Ana Avendaño, Director of Immigration and Community Action at the AFL-CIO, was joined by Mary Bauer from the Southern Poverty Law Center, Daniel Costa from the Economic Policy Institute and Tanya Clay House from the Lawyers’ Committee for Civil Rights Under Law. At Congressional briefing, panelists agreed that during these difficult economic times, elected leaders should focus on legislation that creates jobs, maintains good wages and protects workers’ rights.

The H-2B program permits employers to hire temporary guest workers for seasonal non-agricultural work when U.S. workers are not available.  The majority of H-2B guest workers are employed in landscaping, construction, food processing, hospitality and other industries.

Research suggests that the current H-2B program puts downward pressure on the wages of U.S. workers. The new wage rule would guarantee that the wages of U.S. workers are not undermined by efforts to simply use temporary foreign guest workers to fill vacancies.

Recently, Senator Barbara Mikulski (D-MD) sent a letter to U.S. Labor Secretary Hilda Solis calling for the wage rule to be rescinded. In response to the letter and pending litigation, the Department of Labor announced it would suspend the effective date of the new wage rule for 60 days.

“When the President introduced the American Jobs Act, he told America that ‘the purpose of the American Jobs Act is simple: to put more people back to work and more money in the pockets of those who are working.’ That’s what this rule is about,” said Avendaño. “It requires that employers make jobs available to local workers at prevailing wages, instead of wages that are, in many instances, near poverty level.  And it prevents employers from reaching overseas for vulnerable temporary workers rather than providing work for those who so urgently need it here at home.”
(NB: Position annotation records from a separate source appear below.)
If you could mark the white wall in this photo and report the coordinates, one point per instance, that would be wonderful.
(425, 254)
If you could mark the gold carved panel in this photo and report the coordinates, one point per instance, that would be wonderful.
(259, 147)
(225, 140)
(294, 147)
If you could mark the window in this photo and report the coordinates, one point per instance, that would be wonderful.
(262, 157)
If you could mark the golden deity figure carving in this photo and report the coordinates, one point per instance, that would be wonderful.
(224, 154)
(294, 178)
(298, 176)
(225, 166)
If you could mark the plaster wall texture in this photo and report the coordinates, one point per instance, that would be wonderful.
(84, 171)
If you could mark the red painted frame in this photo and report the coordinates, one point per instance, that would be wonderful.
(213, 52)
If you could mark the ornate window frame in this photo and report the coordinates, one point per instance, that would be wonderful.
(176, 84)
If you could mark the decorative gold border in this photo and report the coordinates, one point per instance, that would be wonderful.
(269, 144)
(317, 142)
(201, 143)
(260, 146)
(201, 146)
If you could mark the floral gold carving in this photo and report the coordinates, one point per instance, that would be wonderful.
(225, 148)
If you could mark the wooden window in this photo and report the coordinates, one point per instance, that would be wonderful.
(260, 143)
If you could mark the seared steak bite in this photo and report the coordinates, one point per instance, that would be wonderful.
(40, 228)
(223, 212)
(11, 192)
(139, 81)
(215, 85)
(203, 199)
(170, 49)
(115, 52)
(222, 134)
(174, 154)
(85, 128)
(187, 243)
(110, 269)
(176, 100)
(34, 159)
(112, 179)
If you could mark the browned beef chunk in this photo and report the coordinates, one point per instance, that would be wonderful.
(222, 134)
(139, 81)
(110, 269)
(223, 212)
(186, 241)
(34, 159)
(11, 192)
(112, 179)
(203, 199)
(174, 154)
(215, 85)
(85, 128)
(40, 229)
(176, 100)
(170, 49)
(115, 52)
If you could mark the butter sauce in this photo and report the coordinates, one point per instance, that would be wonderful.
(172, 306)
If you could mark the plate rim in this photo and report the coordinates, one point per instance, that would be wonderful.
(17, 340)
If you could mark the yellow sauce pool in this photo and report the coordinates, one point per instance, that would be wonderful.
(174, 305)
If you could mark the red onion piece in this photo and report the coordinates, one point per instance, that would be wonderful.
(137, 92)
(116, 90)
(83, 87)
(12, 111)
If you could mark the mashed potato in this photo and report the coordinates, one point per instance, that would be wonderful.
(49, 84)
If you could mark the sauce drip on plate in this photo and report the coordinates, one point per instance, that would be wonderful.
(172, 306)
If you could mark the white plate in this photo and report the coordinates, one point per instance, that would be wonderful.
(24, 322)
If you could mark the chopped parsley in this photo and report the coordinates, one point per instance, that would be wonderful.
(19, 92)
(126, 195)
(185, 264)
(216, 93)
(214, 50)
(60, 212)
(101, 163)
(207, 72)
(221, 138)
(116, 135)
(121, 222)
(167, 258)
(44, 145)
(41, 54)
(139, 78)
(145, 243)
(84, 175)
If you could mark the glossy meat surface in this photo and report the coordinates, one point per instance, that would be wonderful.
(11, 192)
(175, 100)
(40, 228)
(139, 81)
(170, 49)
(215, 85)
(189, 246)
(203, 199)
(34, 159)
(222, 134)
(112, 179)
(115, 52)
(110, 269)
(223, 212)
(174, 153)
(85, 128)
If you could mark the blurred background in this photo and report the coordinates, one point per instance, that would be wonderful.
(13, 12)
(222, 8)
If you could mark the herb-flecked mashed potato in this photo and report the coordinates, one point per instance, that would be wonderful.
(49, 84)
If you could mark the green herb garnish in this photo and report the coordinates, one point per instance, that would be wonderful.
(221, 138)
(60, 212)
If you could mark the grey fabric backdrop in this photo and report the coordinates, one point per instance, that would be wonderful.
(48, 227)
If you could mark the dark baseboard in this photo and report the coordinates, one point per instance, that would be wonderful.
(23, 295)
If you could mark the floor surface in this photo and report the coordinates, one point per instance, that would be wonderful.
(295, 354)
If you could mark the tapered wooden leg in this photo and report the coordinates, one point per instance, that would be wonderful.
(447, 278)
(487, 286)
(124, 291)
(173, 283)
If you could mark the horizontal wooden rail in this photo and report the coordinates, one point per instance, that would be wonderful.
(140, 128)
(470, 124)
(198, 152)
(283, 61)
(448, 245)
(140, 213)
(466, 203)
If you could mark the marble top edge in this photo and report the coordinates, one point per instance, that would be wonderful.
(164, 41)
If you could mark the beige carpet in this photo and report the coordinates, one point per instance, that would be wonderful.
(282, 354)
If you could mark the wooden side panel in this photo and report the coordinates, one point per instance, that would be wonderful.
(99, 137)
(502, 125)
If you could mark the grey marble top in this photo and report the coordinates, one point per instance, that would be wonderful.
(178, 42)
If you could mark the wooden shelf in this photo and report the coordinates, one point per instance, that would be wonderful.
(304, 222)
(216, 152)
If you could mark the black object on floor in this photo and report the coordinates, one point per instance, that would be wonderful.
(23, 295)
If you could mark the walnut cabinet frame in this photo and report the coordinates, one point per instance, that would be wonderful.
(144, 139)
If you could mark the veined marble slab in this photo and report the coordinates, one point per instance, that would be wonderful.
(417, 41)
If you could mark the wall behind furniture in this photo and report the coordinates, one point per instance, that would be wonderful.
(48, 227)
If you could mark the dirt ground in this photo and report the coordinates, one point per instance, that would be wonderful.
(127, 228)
“In practice, the H-2B program is rife with abuses,” said Bauer. “This program has given more tools to employers who are shopping for the most exploitable workforce. This hurts workers in the United States as well as those who come here from other countries. The Department of Labor must keep in place the prevailing wage rule in order to protect workers from other countries as well as U.S. workers.”

“As unemployment rates remain high for African-Americans and Latinos across all ages, the implementation of this wage rule has become a civil rights and human rights issue,” said Clay House. “The new H-2B wage rule is so important for creating jobs for U.S. workers and treating H-2B guestworkers fairly.” 

“All of the data I’ve looked at suggest that employers have been using the current Bush/Chao H-2B wage rule as a way to degrade the wages of U.S. workers in major industries such as landscaping, forestry, construction, seafood processing and hospitality,” said Costa. “The Obama DOL’s new H-2B wage rule will simply restore the wages in these industries to what they were before the Bush era and ensure that millions of unemployed workers have a fair shot at these jobs.”